How about the stuff that you clean glass stove tops with (also usually comes with a razor blade type scraper)? Haven't tried this myself. Straight vinegar usually works for me on the scale that forms from our hard water.


----------



## goldenrose (Nov 15, 2009)

Have been using/trying the wet razor blade on & off doesn't seem to do any good. Have done the acetone several times now, quite the improvement maybe a few more will do it! Thanks Clark! I could live with it at this stage but sure would be nice to eliminate it all together!


----------



## luvsorchids (Nov 15, 2009)

It is possible that the glass is actually etched by the minerals or whatever was present. If this is the case, it won't come off. I would suspect this is the case if a razor blade doesn't work.

Susan


----------



## Candace (Nov 15, 2009)

You could try a pumice stone, but it might scratch the glass if you're not careful. I would suggest living with it, otherwise.


----------



## Ray (Nov 15, 2009)

Try some CLR (available at a grocery store) and an Scrubbie and/or single-edge razor blade.
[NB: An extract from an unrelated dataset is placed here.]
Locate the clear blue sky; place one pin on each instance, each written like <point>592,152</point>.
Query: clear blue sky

CLR is an acid product for getting rid of lime scale in bathrooms.


----------



## goldenrose (Nov 15, 2009)

Ray said:


> Try some CLR (available at a grocery store) and an Scrubbie and/or single-edge razor blade.
> 
> CLR is an acid product for getting rid of lime scale in bathrooms.



Oops - left out a few - CLR was one, industrial Pro strength glass cleaner was another & Mother's Power Metal polish & none of those worked either!
I'm determined to beat this monster!


----------



## goldenrose (Nov 15, 2009)

Candace said:


> You could try a pumice stone, but it might scratch the glass if you're not careful. I would suggest living with it, otherwise.
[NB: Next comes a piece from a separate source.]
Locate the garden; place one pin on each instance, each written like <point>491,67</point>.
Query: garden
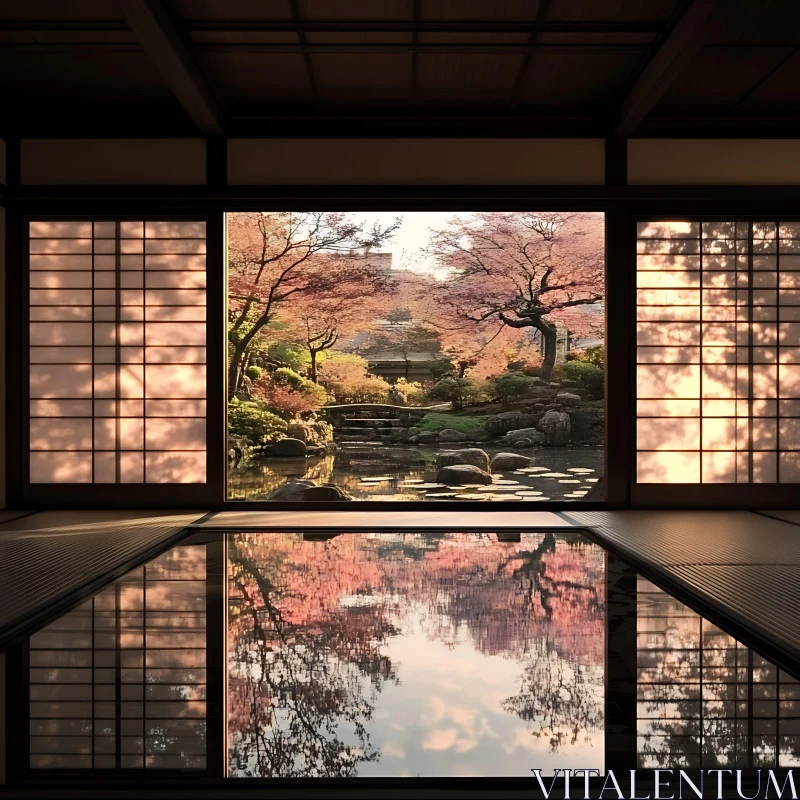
<point>440,357</point>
I've already scratched the glass, first with the glass hearth cleaner & then I think the razor blades added some. The Mother's polish is supposed to be good at filling in scratches. I'll see!


----------



## Ron-NY (Nov 15, 2009)

I would think CLR would work. Put tank on it's side and let CLR sit on the deposit...repeat a few times. I have removed tough hard water deposits with it.


----------



## SlipperFan (Nov 15, 2009)

luvsorchids said:


> It is possible that the glass is actually etched by the minerals or whatever was present. If this is the case, it won't come off. I would suspect this is the case if a razor blade doesn't work.
> 
> Susan


That was my thought also, Susan. If this is the case, nothing will take it off (that I know of).


----------



## goldenrose (Nov 15, 2009)

luvsorchids said:


> It is possible that the glass is actually etched by the minerals or whatever was present. If this is the case, it won't come off. I would suspect this is the case if a razor blade doesn't work.Susan





SlipperFan said:


> That was my thought also, Susan. If this is the case, nothing will take it off (that I know of).


I'm beginning to think that's the case. The acetone has helped enough that I could live with it if that's as good as it gets.



Ron-NY said:


> I would think CLR would work. Put tank on it's side and let CLR sit on the deposit...repeat a few times. I have removed tough hard water deposits with it.


Not possible - 70 gallon = 48" x 20" x 20' mounted to a cabinet. It was orginally an old wet/dry saltwater set up with a hole drilled in the bottom of the tank. I wanted a water feature in the orchardairum so I don't want to break the silicone seal, it was a bit difficult the first time around & seeing this is taking much looonger than anticipated, I want it done!


----------



## biothanasis (Nov 16, 2009)

I had all the salt built at the front and sides glass surfaces with this!!! I was really easy.. Maybe it is necessary to "wet" the area so that they are more valnerable to the razor...heheh!!


----------



## goldenrose (Dec 7, 2009)

The final report - it's 98% gone! and most of the scratches! The acetone had the most effect. My husband thought just a regular paste wax could work, so when I was at work he tried it. There was a slight film, he didn't get it all, but I commented how much better it was looking, as I wiped the film ..... :rollhappy::rollhappy:he spilled the beans & confessed! :rollhappy:


----------



## SlipperFan (Dec 7, 2009)

He is a gem.


----------



## biothanasis (Dec 8, 2009)

:calp: time to make it full with orchids...):


----------



## goldenrose (Dec 8, 2009)

I was surprised how quick it filled up, time for the companion plants to find a new home!
and my husband got me a $100 gift certificate at J & L! Like Dot said he's a gem!


----------